0

I am trying to enforce a commit to start with "BPSD-XXXXX" and can't figure out how to enforce this lambda function once pushed, but before the code is actually pushed to AWS Codecommit.

The lambda function below enforces the commit string but not until after the code is actually pushed. I have a trigger set up to Codecommit when code is pushed.

I realize the trigger is the issue, but is there a trigger I can put in that somehow checks the commit message before the full push actually happens? Or while the push is happening?

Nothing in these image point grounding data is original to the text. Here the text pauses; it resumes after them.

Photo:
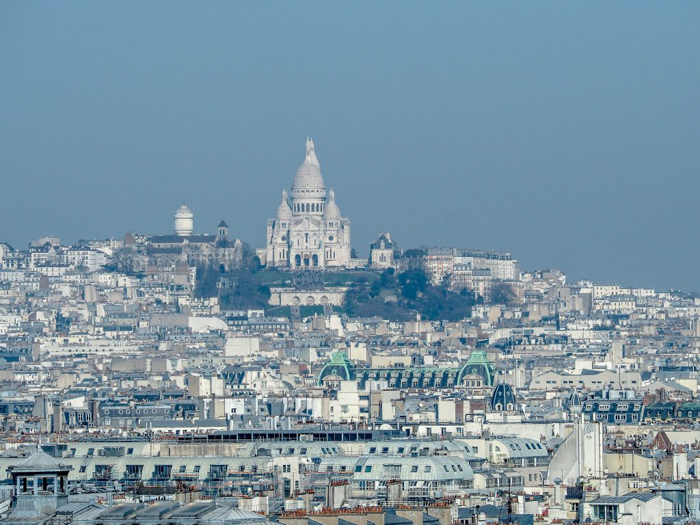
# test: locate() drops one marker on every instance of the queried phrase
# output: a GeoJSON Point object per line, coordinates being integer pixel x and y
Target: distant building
{"type": "Point", "coordinates": [308, 230]}
{"type": "Point", "coordinates": [382, 252]}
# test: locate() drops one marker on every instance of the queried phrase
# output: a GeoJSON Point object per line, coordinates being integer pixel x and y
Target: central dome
{"type": "Point", "coordinates": [308, 176]}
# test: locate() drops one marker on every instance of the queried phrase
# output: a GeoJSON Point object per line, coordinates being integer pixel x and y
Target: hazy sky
{"type": "Point", "coordinates": [565, 132]}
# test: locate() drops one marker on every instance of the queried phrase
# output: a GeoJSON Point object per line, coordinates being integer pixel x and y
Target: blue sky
{"type": "Point", "coordinates": [566, 133]}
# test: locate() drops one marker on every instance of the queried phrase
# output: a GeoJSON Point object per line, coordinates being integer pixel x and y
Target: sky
{"type": "Point", "coordinates": [567, 133]}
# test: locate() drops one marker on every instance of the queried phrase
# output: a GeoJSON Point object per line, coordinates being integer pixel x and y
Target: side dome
{"type": "Point", "coordinates": [331, 212]}
{"type": "Point", "coordinates": [284, 212]}
{"type": "Point", "coordinates": [308, 176]}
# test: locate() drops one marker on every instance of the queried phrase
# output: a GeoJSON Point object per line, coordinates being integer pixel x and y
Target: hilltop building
{"type": "Point", "coordinates": [308, 230]}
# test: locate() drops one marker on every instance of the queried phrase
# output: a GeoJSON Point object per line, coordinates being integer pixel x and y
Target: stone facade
{"type": "Point", "coordinates": [308, 231]}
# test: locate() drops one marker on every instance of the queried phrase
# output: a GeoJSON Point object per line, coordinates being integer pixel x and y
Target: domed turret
{"type": "Point", "coordinates": [184, 221]}
{"type": "Point", "coordinates": [503, 398]}
{"type": "Point", "coordinates": [308, 176]}
{"type": "Point", "coordinates": [331, 212]}
{"type": "Point", "coordinates": [284, 212]}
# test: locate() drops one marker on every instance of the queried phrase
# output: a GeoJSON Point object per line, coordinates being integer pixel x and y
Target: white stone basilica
{"type": "Point", "coordinates": [308, 231]}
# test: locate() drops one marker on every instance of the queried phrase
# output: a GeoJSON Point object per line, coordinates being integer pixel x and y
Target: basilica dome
{"type": "Point", "coordinates": [308, 176]}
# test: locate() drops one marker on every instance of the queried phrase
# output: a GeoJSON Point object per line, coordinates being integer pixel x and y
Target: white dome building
{"type": "Point", "coordinates": [308, 231]}
{"type": "Point", "coordinates": [184, 221]}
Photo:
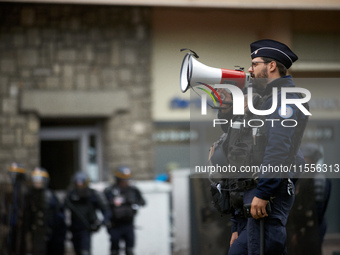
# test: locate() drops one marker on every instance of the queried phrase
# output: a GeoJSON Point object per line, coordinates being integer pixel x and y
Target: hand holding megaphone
{"type": "Point", "coordinates": [193, 73]}
{"type": "Point", "coordinates": [227, 100]}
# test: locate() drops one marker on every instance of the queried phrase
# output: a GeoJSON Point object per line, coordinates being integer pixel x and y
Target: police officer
{"type": "Point", "coordinates": [83, 202]}
{"type": "Point", "coordinates": [12, 211]}
{"type": "Point", "coordinates": [124, 201]}
{"type": "Point", "coordinates": [270, 61]}
{"type": "Point", "coordinates": [45, 217]}
{"type": "Point", "coordinates": [308, 226]}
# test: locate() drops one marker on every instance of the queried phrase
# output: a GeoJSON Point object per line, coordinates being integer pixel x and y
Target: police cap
{"type": "Point", "coordinates": [273, 49]}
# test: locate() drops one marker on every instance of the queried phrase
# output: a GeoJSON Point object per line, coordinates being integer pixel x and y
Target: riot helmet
{"type": "Point", "coordinates": [80, 180]}
{"type": "Point", "coordinates": [40, 178]}
{"type": "Point", "coordinates": [123, 173]}
{"type": "Point", "coordinates": [17, 172]}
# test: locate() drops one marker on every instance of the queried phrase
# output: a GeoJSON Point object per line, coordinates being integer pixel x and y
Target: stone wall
{"type": "Point", "coordinates": [76, 48]}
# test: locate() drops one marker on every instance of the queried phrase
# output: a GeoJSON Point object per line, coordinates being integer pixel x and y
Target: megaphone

var aws = require('aws-sdk');
//aws.config.update({region:'us-east-2'});
var codecommit = new aws.CodeCommit({ apiVersion: '2015-04-13' });

exports.handler = function (event, context) {
    //console.log(JSON.stringify(event));
    for (var reference of event.Records[0].codecommit.references) {
        let commitId = reference.commit;
        let repo = event.Records[0].eventSourceARN.split(':').pop();
        console.log('commitId', commitId);
        console.log('repo', repo);
        codecommit.getCommit({ repositoryName: repo, commitId: commitId }, function (error, data) {
            if (error)
                throw error;

            console.log('message:', data.commit.message);
            if (!/^(BPSD-[0-9]+|Merge)/.test(data.commit.message))
                throw new Error("Your commit message is missing either a JIRA Issue ('BPSD-XXXX') or 'Merge'");
        });
    }
};

I want the code to not be pushed if the commit message doesn't contain "BPSD-XXXXX"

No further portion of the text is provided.